甄逸当然不是那种说话不过脑子的人。
恰恰相反,他说的每一句话,都经过了深思熟虑。
平日里,他也是个和气好说话的人,面上从不会有盛气凌人、狗眼看人低的表现。
可今天他为什么对赵云如此?
因为他在自己闺女眼里,看到了不该有的东西。
甄姜看赵云的眼神——那不是一个被救之人看恩人的眼神,而是一个女人看男人的眼神。
所以他必须快刀斩乱麻。
那番话的意思再明白不过:让那个穷小子知难而退。
出身低微,家境贫寒,连个像样的家世都没有——这样的人,凭什么配得上他甄逸的女儿?
他甄家的千金,县令之子不配,郡守之子不配,州牧之子也不配。
唯有皇亲国戚,豪门贵胄,世家大族,方可入眼。
从父亲的角度,甄逸没错。
天底下没有哪个父亲,愿意把女儿嫁给一个看不到未来的人。
可他的这番苦心,甄姜此刻无法理解,更无法体谅。
她站在那里,看着自己父亲那张永远和气、永远微笑的脸,忽然觉得这张脸变得陌生起来。
眼眶一热,泪水涌了出来。
她没有再说话,只是深深看了甄逸一眼,转身就跑。
“姜儿!”
甄逸喊了一声,可甄姜头也不回。
她要追上去。
她要告诉赵云,她喜欢他。
她要让他留下来。
可当她跑到大门外,站在高高的台阶上往四下张望——
街上人来人往,车水马龙。
卖糖葫芦的扛着草靶子从眼前走过,挑担子的货郎吆喝着从街角转来,几个孩童追逐着跑过,笑声清脆。
唯独没有那一抹白色的身影。
甄姜站在台阶上,泪水模糊了视线。
她张了张嘴,想喊什么,却发现自己连他的名字都喊不出来。
曾经有一份真诚的感情摆在她面前,而她——却没有珍惜。
她死死咬着嘴唇,泪水扑簌簌往下落,打湿了衣襟。
“姜儿,回去吧。

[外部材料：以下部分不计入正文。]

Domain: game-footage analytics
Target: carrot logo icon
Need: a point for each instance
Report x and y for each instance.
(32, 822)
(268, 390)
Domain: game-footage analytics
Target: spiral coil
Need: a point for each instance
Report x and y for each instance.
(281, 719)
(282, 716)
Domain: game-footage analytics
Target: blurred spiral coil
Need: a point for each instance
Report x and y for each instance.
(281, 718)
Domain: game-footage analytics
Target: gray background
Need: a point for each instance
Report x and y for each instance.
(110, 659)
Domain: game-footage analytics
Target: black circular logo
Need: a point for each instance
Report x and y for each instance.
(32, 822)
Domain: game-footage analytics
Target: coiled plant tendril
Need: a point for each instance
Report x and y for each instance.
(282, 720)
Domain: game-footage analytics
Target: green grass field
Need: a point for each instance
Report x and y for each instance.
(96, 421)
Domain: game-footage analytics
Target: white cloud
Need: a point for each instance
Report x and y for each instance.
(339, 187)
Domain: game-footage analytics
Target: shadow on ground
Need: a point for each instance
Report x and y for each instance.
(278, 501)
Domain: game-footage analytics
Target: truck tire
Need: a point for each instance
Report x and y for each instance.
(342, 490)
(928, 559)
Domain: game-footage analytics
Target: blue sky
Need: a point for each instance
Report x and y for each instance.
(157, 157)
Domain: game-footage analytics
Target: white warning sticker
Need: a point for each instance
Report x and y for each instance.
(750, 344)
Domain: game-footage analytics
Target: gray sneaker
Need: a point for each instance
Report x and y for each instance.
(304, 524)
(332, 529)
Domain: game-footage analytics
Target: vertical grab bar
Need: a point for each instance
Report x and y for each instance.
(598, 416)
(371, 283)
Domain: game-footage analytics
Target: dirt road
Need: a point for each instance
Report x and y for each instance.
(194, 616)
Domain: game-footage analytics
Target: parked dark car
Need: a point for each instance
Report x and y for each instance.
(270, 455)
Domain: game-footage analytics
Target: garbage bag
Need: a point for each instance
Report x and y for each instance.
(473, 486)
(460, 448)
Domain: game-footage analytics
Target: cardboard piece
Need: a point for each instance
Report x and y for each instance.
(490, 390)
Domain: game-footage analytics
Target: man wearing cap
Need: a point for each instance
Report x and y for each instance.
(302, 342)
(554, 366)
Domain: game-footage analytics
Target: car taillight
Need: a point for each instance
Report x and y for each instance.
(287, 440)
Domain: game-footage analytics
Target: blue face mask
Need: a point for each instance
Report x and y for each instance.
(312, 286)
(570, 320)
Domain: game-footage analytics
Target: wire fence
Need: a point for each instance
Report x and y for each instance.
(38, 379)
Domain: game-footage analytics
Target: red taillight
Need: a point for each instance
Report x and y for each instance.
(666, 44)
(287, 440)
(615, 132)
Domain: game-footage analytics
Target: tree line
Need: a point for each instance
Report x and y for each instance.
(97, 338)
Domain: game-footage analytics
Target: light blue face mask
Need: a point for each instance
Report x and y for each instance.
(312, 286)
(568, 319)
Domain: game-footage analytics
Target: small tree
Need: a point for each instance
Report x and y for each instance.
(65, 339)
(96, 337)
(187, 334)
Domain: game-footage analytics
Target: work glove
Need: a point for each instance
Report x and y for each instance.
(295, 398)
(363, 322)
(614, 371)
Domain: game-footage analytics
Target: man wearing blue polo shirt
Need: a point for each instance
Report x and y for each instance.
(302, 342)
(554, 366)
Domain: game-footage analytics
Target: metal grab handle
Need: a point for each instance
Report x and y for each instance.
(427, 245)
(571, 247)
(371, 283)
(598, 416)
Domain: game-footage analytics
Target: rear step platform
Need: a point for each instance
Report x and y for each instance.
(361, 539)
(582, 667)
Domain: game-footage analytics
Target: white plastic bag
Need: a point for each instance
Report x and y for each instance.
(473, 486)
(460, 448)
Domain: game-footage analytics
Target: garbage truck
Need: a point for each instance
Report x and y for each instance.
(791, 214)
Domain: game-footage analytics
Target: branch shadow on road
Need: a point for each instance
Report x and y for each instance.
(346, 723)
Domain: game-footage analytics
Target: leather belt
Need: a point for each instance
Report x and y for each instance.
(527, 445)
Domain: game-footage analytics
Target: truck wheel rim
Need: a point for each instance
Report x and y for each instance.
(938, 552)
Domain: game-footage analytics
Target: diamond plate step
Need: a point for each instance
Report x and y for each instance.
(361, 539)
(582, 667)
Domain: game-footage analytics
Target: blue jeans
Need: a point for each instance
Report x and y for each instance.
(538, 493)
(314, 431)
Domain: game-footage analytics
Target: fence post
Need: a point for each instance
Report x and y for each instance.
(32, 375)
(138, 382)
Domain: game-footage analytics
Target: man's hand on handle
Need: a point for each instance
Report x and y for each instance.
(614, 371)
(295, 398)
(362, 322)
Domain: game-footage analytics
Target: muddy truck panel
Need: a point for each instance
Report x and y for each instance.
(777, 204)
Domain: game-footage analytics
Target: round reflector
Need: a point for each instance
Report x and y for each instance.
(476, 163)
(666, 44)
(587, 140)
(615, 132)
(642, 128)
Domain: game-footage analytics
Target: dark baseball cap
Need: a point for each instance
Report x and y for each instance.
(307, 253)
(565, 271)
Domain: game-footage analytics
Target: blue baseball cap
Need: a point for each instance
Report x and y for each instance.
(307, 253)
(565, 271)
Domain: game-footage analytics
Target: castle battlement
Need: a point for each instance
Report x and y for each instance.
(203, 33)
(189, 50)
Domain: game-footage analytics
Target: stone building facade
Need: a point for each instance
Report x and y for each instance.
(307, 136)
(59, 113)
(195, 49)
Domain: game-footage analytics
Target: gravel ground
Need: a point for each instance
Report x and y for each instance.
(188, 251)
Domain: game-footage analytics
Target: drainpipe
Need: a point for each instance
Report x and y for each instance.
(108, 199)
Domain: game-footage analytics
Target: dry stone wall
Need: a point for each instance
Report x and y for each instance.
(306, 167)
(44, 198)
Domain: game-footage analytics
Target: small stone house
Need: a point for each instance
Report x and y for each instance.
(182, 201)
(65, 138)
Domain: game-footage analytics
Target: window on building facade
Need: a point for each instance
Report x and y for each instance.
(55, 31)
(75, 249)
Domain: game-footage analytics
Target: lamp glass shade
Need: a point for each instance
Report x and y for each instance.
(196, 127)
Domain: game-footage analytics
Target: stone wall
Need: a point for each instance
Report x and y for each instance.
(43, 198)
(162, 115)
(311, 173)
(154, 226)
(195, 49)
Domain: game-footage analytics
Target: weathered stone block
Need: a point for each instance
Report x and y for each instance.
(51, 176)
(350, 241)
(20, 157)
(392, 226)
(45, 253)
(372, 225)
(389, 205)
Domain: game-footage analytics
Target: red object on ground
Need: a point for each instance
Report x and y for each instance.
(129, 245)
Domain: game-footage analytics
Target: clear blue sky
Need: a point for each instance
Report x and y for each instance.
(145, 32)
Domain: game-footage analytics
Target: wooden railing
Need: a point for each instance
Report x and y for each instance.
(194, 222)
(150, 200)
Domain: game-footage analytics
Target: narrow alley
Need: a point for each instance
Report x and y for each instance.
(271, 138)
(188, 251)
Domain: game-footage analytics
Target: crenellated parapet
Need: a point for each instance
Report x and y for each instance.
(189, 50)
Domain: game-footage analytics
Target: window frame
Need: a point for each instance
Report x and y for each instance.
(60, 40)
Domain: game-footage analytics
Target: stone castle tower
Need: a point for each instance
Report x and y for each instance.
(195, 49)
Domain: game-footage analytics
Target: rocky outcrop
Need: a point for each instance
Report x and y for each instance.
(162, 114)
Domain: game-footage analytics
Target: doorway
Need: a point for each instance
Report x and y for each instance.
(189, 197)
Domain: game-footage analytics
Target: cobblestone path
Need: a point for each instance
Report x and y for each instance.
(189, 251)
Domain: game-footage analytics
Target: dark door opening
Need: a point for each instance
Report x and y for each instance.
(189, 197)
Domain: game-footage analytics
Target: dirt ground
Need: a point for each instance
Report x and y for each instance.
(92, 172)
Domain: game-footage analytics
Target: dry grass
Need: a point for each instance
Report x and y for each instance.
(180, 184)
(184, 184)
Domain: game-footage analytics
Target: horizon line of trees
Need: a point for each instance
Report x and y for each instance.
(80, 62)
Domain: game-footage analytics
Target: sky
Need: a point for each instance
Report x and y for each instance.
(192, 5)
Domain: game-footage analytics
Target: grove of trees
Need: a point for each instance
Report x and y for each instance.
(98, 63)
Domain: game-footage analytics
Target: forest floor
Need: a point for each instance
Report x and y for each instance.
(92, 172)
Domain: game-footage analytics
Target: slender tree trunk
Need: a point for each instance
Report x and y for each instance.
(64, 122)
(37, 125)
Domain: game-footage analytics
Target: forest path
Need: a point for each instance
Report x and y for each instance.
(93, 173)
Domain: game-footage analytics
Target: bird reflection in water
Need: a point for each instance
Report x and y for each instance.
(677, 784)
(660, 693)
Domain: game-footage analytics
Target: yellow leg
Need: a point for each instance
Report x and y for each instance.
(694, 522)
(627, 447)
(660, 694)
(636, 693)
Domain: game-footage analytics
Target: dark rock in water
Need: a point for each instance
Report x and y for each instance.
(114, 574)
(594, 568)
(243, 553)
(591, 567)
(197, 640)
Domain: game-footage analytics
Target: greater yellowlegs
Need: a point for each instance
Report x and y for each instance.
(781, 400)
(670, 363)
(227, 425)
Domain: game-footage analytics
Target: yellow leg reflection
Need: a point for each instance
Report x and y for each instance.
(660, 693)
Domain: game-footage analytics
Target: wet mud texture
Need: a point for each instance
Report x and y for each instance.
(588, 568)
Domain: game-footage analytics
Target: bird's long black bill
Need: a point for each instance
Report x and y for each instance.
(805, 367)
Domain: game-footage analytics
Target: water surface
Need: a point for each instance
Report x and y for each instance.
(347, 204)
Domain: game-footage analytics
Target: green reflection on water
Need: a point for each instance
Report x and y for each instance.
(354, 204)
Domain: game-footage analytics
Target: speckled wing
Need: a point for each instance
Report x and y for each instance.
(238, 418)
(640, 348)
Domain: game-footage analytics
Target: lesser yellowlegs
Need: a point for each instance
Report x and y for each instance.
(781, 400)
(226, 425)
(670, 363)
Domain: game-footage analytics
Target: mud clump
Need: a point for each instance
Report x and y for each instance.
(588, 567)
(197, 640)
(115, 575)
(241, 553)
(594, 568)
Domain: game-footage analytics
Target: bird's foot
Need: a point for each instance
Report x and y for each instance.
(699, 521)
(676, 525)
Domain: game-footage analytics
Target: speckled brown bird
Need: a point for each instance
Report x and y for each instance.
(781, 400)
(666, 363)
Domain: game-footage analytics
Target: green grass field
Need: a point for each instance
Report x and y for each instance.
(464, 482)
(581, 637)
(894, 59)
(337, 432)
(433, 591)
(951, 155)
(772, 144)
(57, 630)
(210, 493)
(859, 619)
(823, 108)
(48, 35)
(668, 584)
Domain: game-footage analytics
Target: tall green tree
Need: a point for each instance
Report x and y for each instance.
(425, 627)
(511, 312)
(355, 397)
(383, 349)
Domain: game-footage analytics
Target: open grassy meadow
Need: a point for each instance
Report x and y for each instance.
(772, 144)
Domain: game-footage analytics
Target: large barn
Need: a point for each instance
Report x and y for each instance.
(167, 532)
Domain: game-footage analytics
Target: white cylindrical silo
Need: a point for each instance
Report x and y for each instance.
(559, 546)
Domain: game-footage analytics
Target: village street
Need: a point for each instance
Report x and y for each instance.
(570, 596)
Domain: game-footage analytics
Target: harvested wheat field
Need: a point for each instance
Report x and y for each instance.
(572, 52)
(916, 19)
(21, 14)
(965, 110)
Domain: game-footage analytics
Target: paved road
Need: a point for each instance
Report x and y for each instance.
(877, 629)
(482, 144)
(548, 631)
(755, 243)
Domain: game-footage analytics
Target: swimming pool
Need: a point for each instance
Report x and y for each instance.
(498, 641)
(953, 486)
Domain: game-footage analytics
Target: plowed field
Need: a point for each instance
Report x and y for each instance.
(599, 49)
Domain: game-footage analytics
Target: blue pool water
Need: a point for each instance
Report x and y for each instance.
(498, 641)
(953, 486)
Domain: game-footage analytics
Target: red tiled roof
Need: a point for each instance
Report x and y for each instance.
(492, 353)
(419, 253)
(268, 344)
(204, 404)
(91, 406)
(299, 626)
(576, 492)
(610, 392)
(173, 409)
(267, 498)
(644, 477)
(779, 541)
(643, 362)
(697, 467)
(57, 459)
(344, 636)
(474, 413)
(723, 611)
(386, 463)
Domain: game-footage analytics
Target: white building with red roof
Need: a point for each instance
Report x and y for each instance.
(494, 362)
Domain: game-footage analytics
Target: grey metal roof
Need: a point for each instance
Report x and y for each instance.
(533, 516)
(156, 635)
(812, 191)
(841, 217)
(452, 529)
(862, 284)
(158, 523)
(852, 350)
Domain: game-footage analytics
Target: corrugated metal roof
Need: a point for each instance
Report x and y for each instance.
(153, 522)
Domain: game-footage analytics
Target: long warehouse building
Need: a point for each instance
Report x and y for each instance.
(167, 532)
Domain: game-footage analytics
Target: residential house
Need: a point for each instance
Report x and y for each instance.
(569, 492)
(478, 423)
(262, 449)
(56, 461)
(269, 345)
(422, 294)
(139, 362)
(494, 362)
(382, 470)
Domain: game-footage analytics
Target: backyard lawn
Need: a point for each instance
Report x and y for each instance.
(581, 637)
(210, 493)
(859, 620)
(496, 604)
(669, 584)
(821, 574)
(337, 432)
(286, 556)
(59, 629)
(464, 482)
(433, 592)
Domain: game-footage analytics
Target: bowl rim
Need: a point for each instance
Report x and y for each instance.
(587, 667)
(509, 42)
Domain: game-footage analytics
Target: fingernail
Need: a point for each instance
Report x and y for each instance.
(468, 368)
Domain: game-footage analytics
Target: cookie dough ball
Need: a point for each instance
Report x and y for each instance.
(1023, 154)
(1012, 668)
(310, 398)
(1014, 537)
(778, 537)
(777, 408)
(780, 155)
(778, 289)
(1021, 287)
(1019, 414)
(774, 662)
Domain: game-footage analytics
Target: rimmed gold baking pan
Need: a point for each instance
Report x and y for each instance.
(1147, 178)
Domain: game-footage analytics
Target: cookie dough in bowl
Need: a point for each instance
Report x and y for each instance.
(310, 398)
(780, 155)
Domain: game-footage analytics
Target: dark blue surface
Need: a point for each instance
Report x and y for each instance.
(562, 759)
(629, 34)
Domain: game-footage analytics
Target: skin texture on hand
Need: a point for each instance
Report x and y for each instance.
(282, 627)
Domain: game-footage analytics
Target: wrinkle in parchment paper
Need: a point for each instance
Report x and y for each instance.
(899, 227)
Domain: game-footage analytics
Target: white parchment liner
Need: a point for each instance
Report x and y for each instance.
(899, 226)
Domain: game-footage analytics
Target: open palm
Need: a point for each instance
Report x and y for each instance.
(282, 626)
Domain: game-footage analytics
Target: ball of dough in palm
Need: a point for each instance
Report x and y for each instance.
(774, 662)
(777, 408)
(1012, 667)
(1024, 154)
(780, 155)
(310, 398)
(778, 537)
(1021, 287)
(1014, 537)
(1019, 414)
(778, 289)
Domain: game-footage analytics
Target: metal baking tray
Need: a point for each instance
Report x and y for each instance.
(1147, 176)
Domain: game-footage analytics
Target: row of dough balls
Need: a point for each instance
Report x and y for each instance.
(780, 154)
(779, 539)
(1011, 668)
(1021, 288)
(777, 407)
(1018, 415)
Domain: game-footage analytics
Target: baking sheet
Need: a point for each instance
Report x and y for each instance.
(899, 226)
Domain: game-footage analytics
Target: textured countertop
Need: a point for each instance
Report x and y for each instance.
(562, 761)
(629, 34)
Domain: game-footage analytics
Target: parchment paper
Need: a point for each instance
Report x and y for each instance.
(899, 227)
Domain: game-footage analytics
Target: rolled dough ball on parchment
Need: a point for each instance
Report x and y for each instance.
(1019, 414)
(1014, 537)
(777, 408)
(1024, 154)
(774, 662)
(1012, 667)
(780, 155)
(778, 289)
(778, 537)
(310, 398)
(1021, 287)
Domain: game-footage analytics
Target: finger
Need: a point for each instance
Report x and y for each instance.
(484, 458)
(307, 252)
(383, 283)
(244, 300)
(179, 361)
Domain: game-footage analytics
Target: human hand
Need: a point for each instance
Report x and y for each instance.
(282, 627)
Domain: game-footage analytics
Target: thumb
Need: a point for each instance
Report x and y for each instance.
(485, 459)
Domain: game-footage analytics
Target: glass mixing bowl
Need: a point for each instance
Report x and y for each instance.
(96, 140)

”
甄逸不知何时走到了她身后,看着女儿颤抖的肩膀,他心里也不好受。可他是个理智的人,从不会感情用事:
“他非你良人,也非你绝配。听阿父的,忘了他吧。”
他本意是安慰。
可这句话,彻底点燃了甄姜。
她猛地转过身,满脸泪痕,眼眶通红:
“阿父!定是你说了什么不该说的话,刺激到了赵公子,所以他才不告而别的!”
她的声音颤抖着,越来越大:
“阿父,你怎么能这样?!是他救了女儿!若不是他,女儿早就身首异处了!你为什么要这样对他?!呜呜……”
她蹲下身,抱着膝盖,放声大哭。
甄逸的脸色瞬间铁青。
自己捧在手心里养大的闺女,从没冲自己发过脾气。
今天——为了一个认识三天两夜的男人,冲自己吼了。
“为什么要那样对他?”
甄逸的声音沉了下去,一字一句像是从牙缝里挤出来的:
“我今天就告诉你为什么。”
“因为他出身低微!因为他家境贫寒!因为他不配!”
他站在台阶上,居高临下看着蹲在地上哭泣的女儿,声音冷得像腊月的风:
“我甄家的千金——县令之子不配,郡守之子不配,州牧之子也不配!唯有皇亲国戚,豪门贵胄,世家大族,方可入眼!你,明白了吗?”
说完,他转身离去。
脚步沉重,却再没有回头。
大门口,只剩下甄姜一个人。
她蹲在那里,抱着膝盖,不知哭了多久。
泪流干了,嗓子哭哑了,她才慢慢抬起头。
茫然地看着四周,看着来来往往的人群,看着这个热闹却与她无关的世界。
有那么一瞬间,她想过离家出走。
可这个念头只存在了一瞬,就熄灭了。
离开甄家,她能去哪里?她没有活下去的本事。
去找赵云?常山真定?还是幽州?她连他在哪里都不知道。
她只能接受。
接受他的离开,接受这身不由己的命运。